Il a 76 ans et il pense ne pas avoir encore tout donné! «Je suis comblé, dit-il. J'ai beaucoup reçu de la vie, sur les plans professionnel et affectif, je suis entouré de gens qui m'apprécient.» Sa voix est douce. Son attitude trahit une grande humilité. On le sait studieux, perfectionniste, bourreau de travail, attaché à tous les aspects d'une problématique. «Ma femme m'appelle son moine!» Il a trois enfants et quatre petits-enfants.
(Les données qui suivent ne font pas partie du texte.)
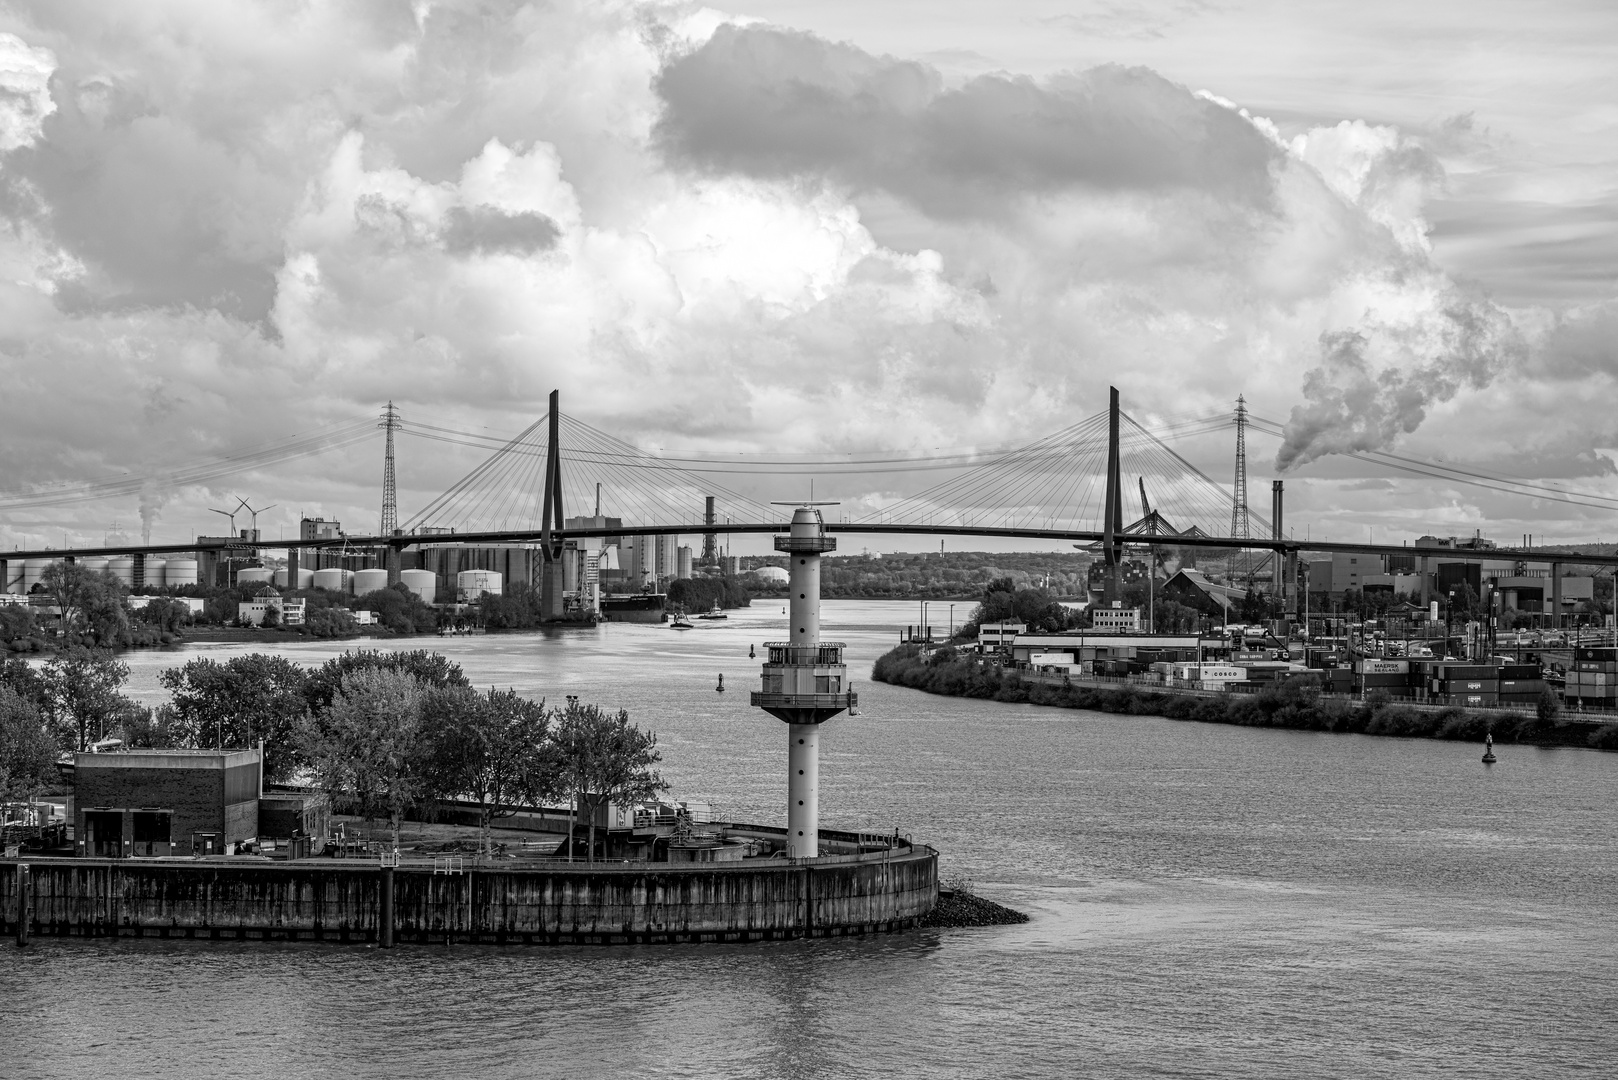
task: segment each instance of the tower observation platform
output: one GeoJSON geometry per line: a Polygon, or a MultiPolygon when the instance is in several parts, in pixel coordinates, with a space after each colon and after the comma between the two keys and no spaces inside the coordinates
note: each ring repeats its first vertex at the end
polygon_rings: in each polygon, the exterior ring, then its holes
{"type": "Polygon", "coordinates": [[[820,853],[820,725],[859,704],[843,643],[820,640],[820,557],[837,548],[816,504],[798,506],[775,550],[786,552],[789,640],[765,643],[763,684],[752,704],[787,724],[787,854],[820,853]]]}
Il a une préoccupation constante et grandissante: «La valeur des gestes que nous accomplissons n'existe que pour l'autre.» Il voudrait que ce don soit altruiste. Une ombre légère passe dans son regard. Car il pense à tous ceux, là-bas, dans son pays d'origine, qui ne reçoivent pas autant. «Je ne remets pas en question ce que j'ai accompli, bien sûr. Et la vie humaine a la même valeur où que l'on vive. Mais ce que j'ai réalisé ici n'aurait pas pu l'être là bas. « Son sentiment de responsabilité est aigu. «J'ai fait de mon mieux, ajoute-t-il. Ce que j'ai acquis comme bagage prendra une grande valeur le jour où je pourrai en faire profiter les autres.» Haïti a besoin d'aide pour relever le défi de son taux de mortalité infantile, qui est de 80 pour 1000 naissances vivantes (de 50 à 100 fois plus élevé qu'au Canada). Il a donc mis en marche un projet d'accord entre les départements de pédiatrie des facultés de médecine et de pharmacie de l'Université d'État d'Haïti et de l'Université de Montréal. Jusqu'ici, les choses se présentent bien puisqu'il a obtenu l'aval de nombreux collègues.

Jean-Claude Fouron ne sera pas seul dans son désir d'aider.